Mais les photographies diffusées après l’entretien racontent une autre histoire : celle d’un protocole visiblement improvisé.
Un arrière-plan qui n’a rien d’officiel
Il faut regarder l’image attentivement. Ce n’est pas seulement le drapeau qui interpelle, c’est l’ensemble du cadre.
Deux responsables posent pour immortaliser une rencontre diplomatique, mais l’arrière-plan évoque davantage un comptoir d’accueil de Secrétaire qu’un espace aménagé voire un bureau d’un haut cadre pour recevoir un chef de mission étrangère.

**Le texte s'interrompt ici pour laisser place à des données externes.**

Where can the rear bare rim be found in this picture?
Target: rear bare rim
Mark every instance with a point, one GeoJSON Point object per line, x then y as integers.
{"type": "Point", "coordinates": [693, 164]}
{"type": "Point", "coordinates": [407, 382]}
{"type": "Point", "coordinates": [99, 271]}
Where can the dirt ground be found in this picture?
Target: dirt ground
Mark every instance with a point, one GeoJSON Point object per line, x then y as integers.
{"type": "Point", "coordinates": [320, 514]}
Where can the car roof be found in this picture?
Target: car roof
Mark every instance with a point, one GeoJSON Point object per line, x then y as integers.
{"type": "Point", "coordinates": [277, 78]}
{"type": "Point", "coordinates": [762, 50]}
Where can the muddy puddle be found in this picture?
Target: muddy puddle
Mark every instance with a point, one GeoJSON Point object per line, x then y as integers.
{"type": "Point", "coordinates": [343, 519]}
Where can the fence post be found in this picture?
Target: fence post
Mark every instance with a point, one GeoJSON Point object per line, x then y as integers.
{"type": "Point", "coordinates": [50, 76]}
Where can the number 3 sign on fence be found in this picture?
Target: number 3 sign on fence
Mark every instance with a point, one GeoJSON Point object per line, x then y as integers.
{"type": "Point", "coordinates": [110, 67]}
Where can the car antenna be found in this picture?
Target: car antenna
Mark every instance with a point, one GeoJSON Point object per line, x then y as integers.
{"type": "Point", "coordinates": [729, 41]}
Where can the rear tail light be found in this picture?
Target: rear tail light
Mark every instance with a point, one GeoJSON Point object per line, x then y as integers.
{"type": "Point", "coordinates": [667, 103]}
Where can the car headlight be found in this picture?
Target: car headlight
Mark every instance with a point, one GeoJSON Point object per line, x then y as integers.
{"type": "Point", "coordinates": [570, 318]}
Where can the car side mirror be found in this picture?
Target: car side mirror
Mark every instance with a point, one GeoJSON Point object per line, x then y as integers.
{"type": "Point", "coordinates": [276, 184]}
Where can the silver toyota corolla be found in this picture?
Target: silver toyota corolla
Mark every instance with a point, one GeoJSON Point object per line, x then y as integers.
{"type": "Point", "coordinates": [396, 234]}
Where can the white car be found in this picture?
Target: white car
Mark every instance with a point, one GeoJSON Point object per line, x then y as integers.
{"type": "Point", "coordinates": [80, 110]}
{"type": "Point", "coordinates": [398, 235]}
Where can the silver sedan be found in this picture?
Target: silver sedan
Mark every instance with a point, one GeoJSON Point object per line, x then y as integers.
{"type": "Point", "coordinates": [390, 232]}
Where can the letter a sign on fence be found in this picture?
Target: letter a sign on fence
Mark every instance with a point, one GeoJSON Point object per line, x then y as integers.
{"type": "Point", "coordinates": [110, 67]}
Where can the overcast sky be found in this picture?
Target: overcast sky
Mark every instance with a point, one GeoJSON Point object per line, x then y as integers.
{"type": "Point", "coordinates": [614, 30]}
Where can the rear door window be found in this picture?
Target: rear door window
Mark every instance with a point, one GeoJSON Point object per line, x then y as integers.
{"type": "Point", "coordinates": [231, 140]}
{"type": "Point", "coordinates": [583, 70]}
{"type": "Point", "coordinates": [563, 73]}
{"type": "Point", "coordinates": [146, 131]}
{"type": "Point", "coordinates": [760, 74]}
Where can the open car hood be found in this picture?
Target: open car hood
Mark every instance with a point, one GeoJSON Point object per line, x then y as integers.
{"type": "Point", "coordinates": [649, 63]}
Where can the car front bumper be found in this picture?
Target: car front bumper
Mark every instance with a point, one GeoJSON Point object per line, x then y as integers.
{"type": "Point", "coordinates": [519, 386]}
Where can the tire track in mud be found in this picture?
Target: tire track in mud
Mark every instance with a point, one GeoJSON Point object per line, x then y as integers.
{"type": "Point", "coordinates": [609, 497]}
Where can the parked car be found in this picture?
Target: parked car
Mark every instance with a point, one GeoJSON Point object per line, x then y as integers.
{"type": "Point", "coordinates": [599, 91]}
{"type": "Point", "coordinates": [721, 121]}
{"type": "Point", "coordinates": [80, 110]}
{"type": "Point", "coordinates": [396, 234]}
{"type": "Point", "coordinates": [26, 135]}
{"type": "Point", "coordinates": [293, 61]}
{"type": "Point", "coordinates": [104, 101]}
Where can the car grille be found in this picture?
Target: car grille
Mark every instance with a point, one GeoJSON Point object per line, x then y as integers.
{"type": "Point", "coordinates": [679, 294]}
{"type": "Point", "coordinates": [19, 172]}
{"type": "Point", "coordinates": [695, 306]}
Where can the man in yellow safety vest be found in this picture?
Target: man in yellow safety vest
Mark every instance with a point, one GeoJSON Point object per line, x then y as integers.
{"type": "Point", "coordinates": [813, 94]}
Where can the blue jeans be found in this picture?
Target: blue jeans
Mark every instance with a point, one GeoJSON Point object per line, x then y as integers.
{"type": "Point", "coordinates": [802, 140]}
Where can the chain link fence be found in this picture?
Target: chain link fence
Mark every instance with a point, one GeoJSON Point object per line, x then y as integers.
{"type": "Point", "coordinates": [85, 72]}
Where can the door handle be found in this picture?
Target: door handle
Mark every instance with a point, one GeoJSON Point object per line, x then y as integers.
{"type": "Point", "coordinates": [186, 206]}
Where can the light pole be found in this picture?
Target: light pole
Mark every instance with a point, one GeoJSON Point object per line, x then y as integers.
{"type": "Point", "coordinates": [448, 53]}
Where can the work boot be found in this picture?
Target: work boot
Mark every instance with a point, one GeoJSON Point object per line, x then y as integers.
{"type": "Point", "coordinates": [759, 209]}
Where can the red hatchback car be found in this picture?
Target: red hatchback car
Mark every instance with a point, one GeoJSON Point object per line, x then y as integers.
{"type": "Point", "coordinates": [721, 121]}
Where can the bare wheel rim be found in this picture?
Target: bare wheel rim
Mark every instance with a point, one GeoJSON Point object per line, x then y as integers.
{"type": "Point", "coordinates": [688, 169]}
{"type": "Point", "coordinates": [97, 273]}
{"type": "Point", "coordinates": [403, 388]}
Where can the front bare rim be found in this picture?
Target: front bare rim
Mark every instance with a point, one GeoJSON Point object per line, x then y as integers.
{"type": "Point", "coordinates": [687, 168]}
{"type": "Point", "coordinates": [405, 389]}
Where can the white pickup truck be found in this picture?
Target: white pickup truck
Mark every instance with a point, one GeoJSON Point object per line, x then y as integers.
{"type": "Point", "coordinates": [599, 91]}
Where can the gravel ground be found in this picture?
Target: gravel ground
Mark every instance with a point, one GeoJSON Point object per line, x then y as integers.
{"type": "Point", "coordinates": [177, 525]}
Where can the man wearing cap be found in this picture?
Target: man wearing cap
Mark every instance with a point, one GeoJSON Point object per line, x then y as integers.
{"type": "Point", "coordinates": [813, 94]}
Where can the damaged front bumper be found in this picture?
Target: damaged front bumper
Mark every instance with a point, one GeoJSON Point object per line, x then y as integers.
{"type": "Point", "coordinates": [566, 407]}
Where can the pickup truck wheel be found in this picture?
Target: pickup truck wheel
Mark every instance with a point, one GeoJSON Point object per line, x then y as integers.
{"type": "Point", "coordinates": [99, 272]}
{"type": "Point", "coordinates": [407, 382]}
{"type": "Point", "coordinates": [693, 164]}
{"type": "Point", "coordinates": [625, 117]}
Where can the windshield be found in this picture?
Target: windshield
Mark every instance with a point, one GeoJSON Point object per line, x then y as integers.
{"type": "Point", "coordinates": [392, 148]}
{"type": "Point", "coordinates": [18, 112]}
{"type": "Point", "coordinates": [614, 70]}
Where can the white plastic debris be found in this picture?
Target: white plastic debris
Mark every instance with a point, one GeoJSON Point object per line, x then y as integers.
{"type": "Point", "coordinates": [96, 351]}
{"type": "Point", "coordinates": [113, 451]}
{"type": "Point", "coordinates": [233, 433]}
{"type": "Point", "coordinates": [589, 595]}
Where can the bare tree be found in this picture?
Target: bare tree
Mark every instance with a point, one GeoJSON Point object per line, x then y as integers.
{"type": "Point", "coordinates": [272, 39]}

Un drapeau haïtien qui touche le sol
Planté entre les deux hommes, hissé sur un mât manifestement trop court, le bicolore haïtien retombe lourdement. Sur les clichés, son extrémité touche le sol.
Pendant que les deux responsables évoquent la sécurité, personne ne semble avoir veillé à celle du symbole national.
Ce qui choque n’est pas l’imperfection, c’est le contraste
Le problème n’est pas une simple négligence technique. C’est l’écart entre la solennité de la rencontre et la désinvolture du cadre dans lequel elle est donnée à voir.
Le drapeau haïtien représente l’État. Il n’est pas un accessoire que l’on plante entre deux personnes juste avant la photo. Le code d’usage veut d’ailleurs qu’il ne touche jamais le sol.
Une image qui en dit plus que prévu
Une rencontre diplomatique est aussi une affaire de symboles. Lorsqu’une institution publie une photographie officielle, elle choisit l’image qu’elle donne d’elle-même.
Ici, le message involontaire est cruel : on parle de renforcer la justice et la sécurité, et l’emblème national finit au ras du sol.